Interestingly, the method scales well depending on the model size. Larger models such as GPT-4.1 and Claude-4 showed even greater benefits from VS compared to smaller ones. Although smaller models saw benefits, the improvement in diversity was approximately 1.5-2 times greater in larger counterparts, suggesting that VS helps unlock more hidden capabilities in advanced models.
Implementation and availability
The Verbalized Sampling method is now available as a Python package:
pip install verbalized-sampling
The package includes integration with LangChain and supports a straightforward interface for sampling from a verbalized distribution. Users can also adjust parameters such as k (number of responses), thresholds and temperature depending on applications.
Colab’s vigorous notebook and documentation are available at enterprise-friendly Apache 2.0 license on GitHub at: https://github.com/CHATS-lab/verbalized-sampling
Practical tips and common problems
Although this method works for all major LLMs, some users may initially encounter denials or errors.
In such cases, the authors suggest using the system version of the template or referring to alternative formats listed on GitHub.
Some models interpret complex instructions as jailbreak attempts and refuse to comply unless the structure is clearer.
For example, prompting with system-level instructions like this increases reliability:
You are a helpful assistant. For each query, generate five responses under separate tags, each with a probability below 0.10.

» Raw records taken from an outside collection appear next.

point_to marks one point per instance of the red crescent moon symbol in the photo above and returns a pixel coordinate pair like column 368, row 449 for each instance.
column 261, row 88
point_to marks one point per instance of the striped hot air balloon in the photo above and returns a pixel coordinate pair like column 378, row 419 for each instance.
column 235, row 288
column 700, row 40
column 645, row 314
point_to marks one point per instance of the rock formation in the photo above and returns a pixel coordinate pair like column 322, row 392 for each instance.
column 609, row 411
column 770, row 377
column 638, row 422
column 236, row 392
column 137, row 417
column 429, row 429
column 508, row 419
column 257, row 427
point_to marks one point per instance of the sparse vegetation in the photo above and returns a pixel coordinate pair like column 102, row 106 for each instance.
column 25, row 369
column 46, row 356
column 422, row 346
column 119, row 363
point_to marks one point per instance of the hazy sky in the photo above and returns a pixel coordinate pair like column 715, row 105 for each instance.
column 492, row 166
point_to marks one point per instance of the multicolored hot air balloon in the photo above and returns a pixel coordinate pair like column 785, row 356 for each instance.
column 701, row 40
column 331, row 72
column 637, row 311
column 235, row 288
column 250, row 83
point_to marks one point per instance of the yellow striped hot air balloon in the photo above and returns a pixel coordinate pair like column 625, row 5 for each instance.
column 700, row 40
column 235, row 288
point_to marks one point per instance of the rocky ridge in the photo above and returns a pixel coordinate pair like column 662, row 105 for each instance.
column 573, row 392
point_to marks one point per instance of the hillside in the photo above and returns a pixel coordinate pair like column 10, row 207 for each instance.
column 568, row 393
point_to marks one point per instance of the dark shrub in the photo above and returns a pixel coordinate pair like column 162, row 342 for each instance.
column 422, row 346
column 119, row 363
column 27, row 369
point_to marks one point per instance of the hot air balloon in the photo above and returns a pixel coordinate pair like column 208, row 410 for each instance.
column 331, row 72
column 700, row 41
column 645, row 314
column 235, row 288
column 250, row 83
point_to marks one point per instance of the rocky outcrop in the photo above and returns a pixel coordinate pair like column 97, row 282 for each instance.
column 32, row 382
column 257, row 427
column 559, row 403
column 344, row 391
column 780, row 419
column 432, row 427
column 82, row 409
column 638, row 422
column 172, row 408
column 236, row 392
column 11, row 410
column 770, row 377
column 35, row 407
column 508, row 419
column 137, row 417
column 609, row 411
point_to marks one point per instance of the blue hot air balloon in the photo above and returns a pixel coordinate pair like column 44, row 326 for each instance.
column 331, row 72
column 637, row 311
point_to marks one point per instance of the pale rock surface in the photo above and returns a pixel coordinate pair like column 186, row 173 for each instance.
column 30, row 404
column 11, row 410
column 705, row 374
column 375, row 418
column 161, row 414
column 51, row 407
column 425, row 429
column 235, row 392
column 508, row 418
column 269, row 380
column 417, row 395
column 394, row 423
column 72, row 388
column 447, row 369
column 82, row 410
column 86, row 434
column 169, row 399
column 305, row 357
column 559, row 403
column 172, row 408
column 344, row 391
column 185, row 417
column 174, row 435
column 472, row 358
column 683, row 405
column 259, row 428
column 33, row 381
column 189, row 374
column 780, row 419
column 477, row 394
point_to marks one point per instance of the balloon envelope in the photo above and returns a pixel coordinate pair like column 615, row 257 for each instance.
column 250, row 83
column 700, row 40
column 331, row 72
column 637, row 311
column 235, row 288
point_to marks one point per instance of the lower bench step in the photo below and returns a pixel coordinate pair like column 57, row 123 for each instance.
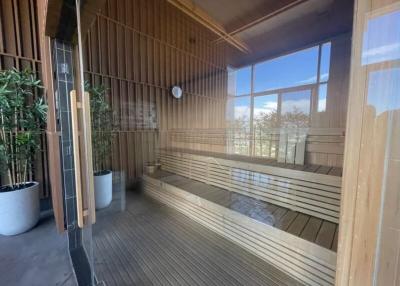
column 307, row 262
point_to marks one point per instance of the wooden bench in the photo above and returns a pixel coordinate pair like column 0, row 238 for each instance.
column 307, row 192
column 292, row 248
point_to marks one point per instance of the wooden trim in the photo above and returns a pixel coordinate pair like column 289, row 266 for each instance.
column 263, row 18
column 305, row 261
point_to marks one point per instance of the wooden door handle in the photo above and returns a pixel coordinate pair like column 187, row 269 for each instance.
column 77, row 159
column 83, row 154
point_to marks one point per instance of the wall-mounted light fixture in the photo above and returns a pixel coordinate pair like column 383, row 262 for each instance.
column 176, row 92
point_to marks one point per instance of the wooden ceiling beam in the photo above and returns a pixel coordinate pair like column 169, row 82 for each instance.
column 262, row 19
column 199, row 15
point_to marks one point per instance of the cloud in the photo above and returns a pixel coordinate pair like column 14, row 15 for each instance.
column 267, row 107
column 302, row 105
column 380, row 54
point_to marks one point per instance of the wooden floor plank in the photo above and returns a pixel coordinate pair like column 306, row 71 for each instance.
column 297, row 226
column 301, row 225
column 311, row 229
column 151, row 244
column 286, row 220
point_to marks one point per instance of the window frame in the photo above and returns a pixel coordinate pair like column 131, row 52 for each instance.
column 313, row 87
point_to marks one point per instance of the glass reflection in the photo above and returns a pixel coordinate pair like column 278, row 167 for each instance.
column 296, row 107
column 378, row 45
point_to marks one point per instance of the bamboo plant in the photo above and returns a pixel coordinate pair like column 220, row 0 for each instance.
column 22, row 120
column 102, row 127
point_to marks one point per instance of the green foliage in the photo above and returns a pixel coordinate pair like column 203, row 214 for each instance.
column 102, row 127
column 22, row 120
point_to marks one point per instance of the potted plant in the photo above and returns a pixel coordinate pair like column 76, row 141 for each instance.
column 22, row 120
column 102, row 136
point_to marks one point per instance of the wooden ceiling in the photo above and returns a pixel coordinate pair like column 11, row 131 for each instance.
column 269, row 27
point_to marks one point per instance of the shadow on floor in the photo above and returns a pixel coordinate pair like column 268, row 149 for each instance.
column 36, row 258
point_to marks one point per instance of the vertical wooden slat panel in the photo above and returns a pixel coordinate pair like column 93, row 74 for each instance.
column 143, row 48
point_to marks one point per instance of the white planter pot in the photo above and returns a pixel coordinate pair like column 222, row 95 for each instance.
column 19, row 210
column 103, row 190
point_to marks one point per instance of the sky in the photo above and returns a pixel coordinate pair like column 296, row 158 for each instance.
column 295, row 69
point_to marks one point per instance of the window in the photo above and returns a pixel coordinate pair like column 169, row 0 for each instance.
column 296, row 107
column 296, row 69
column 322, row 92
column 238, row 113
column 265, row 119
column 325, row 62
column 283, row 90
column 240, row 81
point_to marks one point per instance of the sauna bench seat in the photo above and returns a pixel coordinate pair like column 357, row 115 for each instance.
column 309, row 168
column 299, row 244
column 314, row 194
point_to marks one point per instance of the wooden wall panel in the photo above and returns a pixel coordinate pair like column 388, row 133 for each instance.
column 139, row 49
column 20, row 48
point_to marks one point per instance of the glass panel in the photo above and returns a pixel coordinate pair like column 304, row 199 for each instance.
column 325, row 62
column 265, row 121
column 299, row 68
column 238, row 114
column 239, row 81
column 296, row 109
column 377, row 46
column 322, row 94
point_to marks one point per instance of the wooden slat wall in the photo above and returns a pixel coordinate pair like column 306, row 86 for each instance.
column 139, row 49
column 20, row 48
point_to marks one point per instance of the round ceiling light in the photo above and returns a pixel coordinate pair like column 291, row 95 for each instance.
column 177, row 92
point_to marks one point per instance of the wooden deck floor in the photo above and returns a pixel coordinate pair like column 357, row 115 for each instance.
column 316, row 230
column 152, row 244
column 318, row 169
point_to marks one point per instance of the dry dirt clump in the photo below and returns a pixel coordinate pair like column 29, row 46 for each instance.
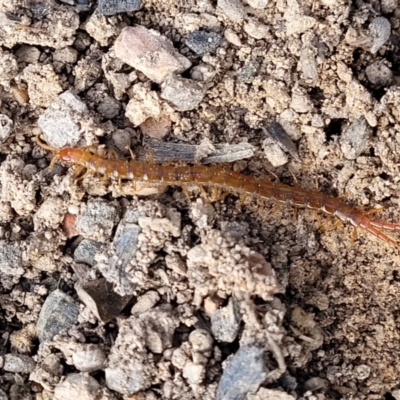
column 128, row 290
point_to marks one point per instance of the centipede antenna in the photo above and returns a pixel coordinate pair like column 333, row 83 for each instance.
column 44, row 145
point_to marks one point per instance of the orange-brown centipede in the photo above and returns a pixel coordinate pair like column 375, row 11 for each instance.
column 222, row 178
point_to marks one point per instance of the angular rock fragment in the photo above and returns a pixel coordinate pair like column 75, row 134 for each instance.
column 78, row 386
column 184, row 94
column 18, row 363
column 61, row 123
column 233, row 9
column 100, row 298
column 355, row 138
column 59, row 312
column 225, row 322
column 111, row 7
column 97, row 221
column 86, row 251
column 243, row 374
column 149, row 52
column 380, row 29
column 203, row 42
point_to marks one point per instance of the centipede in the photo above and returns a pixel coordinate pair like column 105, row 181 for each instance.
column 224, row 179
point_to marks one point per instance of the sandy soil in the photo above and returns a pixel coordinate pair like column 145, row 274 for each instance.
column 322, row 308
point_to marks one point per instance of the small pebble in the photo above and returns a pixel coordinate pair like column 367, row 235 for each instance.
column 380, row 29
column 184, row 94
column 203, row 73
column 149, row 52
column 379, row 74
column 59, row 312
column 233, row 9
column 258, row 4
column 274, row 153
column 101, row 299
column 225, row 322
column 243, row 374
column 203, row 42
column 278, row 133
column 111, row 7
column 61, row 122
column 78, row 386
column 388, row 6
column 248, row 72
column 145, row 302
column 355, row 138
column 124, row 246
column 18, row 363
column 85, row 252
column 232, row 37
column 97, row 220
column 256, row 29
column 157, row 128
column 6, row 127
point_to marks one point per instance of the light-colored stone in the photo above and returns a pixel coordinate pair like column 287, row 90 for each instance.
column 149, row 52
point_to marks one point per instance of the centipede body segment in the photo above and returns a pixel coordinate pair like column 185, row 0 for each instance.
column 223, row 178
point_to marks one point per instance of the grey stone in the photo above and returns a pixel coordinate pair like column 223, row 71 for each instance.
column 97, row 221
column 203, row 42
column 379, row 74
column 355, row 138
column 380, row 29
column 248, row 72
column 233, row 9
column 86, row 251
column 100, row 298
column 6, row 127
column 225, row 322
column 59, row 312
column 184, row 94
column 60, row 122
column 111, row 7
column 124, row 246
column 19, row 363
column 243, row 374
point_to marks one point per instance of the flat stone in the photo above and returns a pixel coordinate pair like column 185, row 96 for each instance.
column 19, row 363
column 86, row 251
column 100, row 298
column 61, row 122
column 355, row 138
column 203, row 42
column 233, row 9
column 111, row 7
column 149, row 52
column 59, row 312
column 184, row 94
column 243, row 374
column 225, row 322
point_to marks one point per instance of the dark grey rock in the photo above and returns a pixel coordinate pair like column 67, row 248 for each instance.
column 111, row 7
column 355, row 138
column 59, row 312
column 19, row 363
column 86, row 251
column 244, row 373
column 203, row 42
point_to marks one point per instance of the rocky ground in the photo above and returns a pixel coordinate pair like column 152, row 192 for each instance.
column 141, row 290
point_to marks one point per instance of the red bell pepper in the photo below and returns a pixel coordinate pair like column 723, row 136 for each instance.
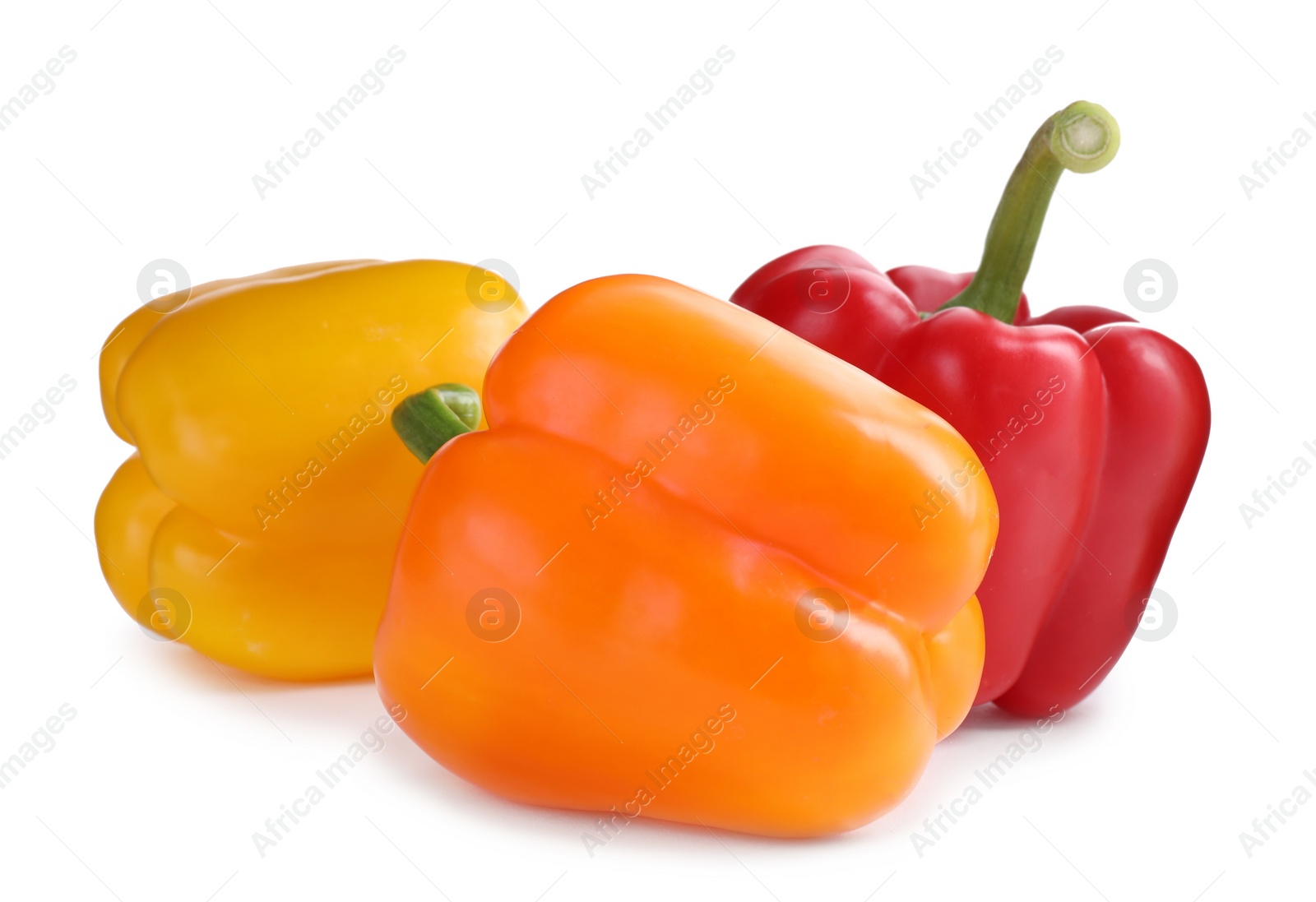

This tiny change usually solves any problems.
A featherlight solution to a gigantic problem
Verbalized sampling provides a practical, time-based solution to a profound limitation in the behavior of contemporary language models. No model retraining or internal access required. It is not dependent on any model family. It improves not only the variety of results, but also their quality – assessed both by human evaluation and benchmarking results.
With growing interest in tools to enhance model creativity, VS is likely to see rapid adoption in fields such as writing, design, simulation, education, and synthetic data generation.
For users and developers frustrated by the sameness of LLM answers, the solution may be as straightforward as changing the question.